How many interviews should a recruitment process have?
For standard skilled positions: 3-4 interviews (phone screening + recruiter + technical interview + panel with manager or cultural fit). For junior positions: 2-3 interviews. For executive positions: 4-6 interviews. More than 6 interviews lengthen the process without adding value and increase the risk of losing candidates. Each interview should have a specific objective and not be a repetition of the previous one.
What is the difference between a recruitment process and a selection process?
In practice they are used as synonyms, but technically: recruitment It is the candidate attraction phase (publishing vacancy, sourcing, initial screening); selection This is the in-depth evaluation phase (interviews, tests, final decision). The "recruitment process" in a broad sense encompasses both phases—it is what is commonly called the personnel selection process.
Is an in-house process better, or one outsourced to a consulting firm?
It depends on the volume and specialization required. General rule: for low volumes (<20 hires/year) or highly specialized profiles (executives, technical niches), it's best to outsource to a consulting firm specializing in your sector. For medium-to-high volumes with standard profiles, a hybrid model is best (internal TA team + consulting firm for peak periods or executives). The critical thing is not to improvise: either you have a trained in-house team, or you pay a professional consulting firm.
What tools are essential for a modern recruitment process?
Minimum stack: (1) ATS for pipeline tracking (Greenhouse, Lever, Recruitee, Factorial), (2) LinkedIn Recruiter for sourcing, (3) AI for processing interviews with automatic scoring (Voicit in Spanish), (4) technical testing platform if the role requires it (Codility, TestGorilla), (5) outreach tool for personalized 1:1 messages. Typical investment: €800-€2,500/month for a company of 50-200 employees.
How do you measure the quality of a recruitment process?
With 6 core KPIs: time to hire, quality of hire (manager evaluation after 6 months), cost per hire, offer acceptance rate, source of hire, and first-year retention. The most important metric is quality of hire, not speed. A fast process that produces bad hires is worse than a slow one with good hires—but the ideal is simultaneous speed and quality, achievable with a good process and tools.
Can a small company conduct a professional recruitment process?
Yes, and it should. The difference with a large company isn't the quality of the process, but the resources allocated. An SME can execute all 7 phases with a single HR person dedicating part of their time plus a minimal AI stack (approximately €150-300/month).
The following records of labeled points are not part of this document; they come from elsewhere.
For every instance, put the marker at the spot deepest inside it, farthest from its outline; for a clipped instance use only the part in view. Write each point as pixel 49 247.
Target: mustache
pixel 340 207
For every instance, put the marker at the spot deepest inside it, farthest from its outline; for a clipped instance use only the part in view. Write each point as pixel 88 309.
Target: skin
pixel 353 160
What an SME should NOT do is skip phases due to "not having time": that saving comes at the cost of poor hires that cost 50-200% of the salary.
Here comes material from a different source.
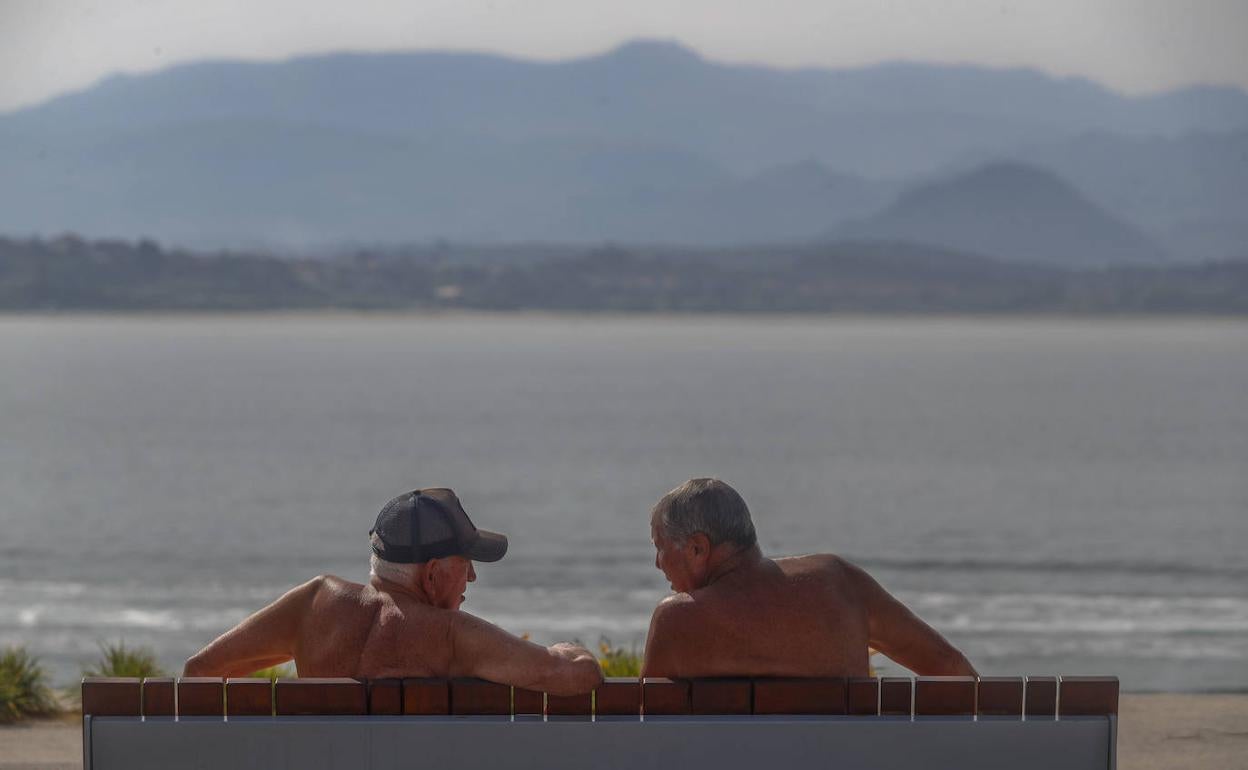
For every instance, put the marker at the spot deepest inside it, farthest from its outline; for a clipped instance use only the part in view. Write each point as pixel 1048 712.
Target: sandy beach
pixel 1156 733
How do you conduct a recruitment process without bias?
Three best practices: (1) structured interviews with the same questions for all candidates in the process, (2) objective scorecards with behavioral indicators, not impressions, (3) panel decision-making with several evaluators comparing independently. If you record with the candidate's consent, you can review specific answers instead of discussing perceptions, which significantly reduces bias.
Actionable summary
If you only take away three ideas from this guide:
- The professional recruitment process has 7 phases. Skipping any of them (especially clear profile at the beginning and onboarding at the end) destroys the quality of the entire process, even if you execute the others well.
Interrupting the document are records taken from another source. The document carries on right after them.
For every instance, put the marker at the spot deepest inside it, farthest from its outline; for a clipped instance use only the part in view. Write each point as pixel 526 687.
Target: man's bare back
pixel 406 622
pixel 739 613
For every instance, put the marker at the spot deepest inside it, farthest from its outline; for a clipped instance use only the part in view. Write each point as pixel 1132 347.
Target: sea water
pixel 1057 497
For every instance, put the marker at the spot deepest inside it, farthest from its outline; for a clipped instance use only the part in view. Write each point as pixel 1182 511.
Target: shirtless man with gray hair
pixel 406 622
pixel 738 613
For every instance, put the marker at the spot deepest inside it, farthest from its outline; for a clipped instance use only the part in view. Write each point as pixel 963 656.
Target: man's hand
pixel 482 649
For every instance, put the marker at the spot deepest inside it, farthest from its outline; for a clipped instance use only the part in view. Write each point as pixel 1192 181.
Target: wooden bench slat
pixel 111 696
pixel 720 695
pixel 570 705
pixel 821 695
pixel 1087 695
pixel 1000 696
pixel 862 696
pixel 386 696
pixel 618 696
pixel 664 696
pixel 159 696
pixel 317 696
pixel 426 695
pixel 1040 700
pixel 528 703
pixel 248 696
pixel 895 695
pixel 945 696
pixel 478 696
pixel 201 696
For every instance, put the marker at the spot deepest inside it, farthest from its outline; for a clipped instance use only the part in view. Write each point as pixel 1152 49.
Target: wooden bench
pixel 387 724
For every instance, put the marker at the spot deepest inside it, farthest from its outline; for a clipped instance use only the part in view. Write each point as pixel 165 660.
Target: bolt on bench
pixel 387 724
- Measure quality of hire, not just time to hire. A rushed process that results in poor hires is the worst possible combination. Always pair speed with quality within six months.
- AI changes the operating cost of the process. Where previously 2-3 parallel processes were the maximum, today with an adequate stack, 6-8 can be managed without losing quality. Voicit It automates the most expensive phase (interviews and scorecard).